NBU Keeps Key Rate at 15.5% and Forecasts Decrease in 2026
The National Bank of Ukraine has decided to maintain the key rate at 15.5%. This was announced on October 23. The regulator notes that despite the decrease in inflation over the past few months, inflation expectations remain elevated, and the risks of price increases have intensified due to energy shortages and significant budgetary needs.
This is reported by AgroReview
Inflation Dynamics and Key Factors
In September, consumer inflation slowed to 11.9% year-on-year, and this trend continued in October. The accelerated decline in inflation rates is primarily attributed to an increase in vegetable supply due to better harvests compared to last year. However, core inflation decreased more slowly – to 11% year-on-year in September. The main price pressure remained steady, linked to significant business costs for wages and energy resources. As a result, the rates of price decreases for certain components of core inflation were minimal or completely absent.
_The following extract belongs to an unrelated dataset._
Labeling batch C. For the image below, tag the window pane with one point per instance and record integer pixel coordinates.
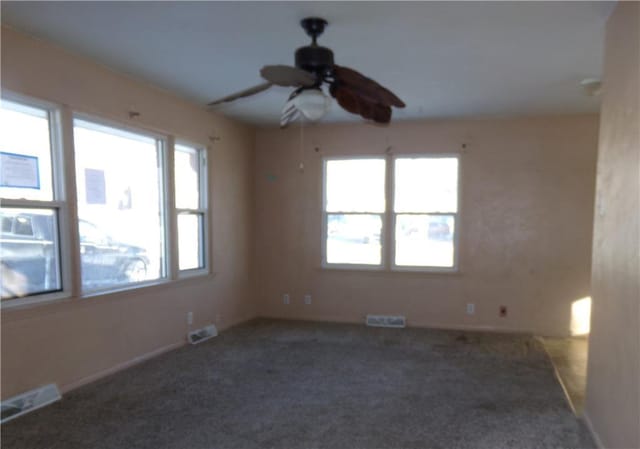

“Under these conditions, to maintain the attractiveness of hryvnia assets, the stability of the currency market, and a sustainable trend of inflation reduction towards the target of 5% in the policy horizon, the NBU will support relatively tight monetary conditions. Inflation is decreasing; however, fundamental price pressure remains persistent, and expectations do not show signs of sustainable improvement,” the statement reads.
Forecasts for the Key Rate and Economic Dynamics
The National Bank emphasizes that monetary policy is aimed at achieving an inflation target of 5%. The reduction in inflation will be influenced by the effects of this year’s vegetable and grain harvests, further increases in agricultural production, and measures to support interest in hryvnia assets and the stability of the currency market.
Partial reductions in labor market imbalances are also expected, which will slow the growth of real wages and, accordingly, reduce pressure on business costs. At the same time, additional costs for enterprises to ensure operations under conditions of electricity shortages and rising administratively regulated prices remain restraining factors.
According to the NBU’s forecast, inflation will decrease to 9.2% in 2025, to 6.6% in 2026, and reach the target level of 5% by the end of 2027.
Economic growth, according to the National Bank’s assessment, continues, but its pace will remain restrained due to the consequences of the war. The baseline scenario of the October macroeconomic forecast anticipates that the reduction of the key rate will begin in the first quarter of 2026. The next NBU Board meeting on monetary policy is scheduled for December 11.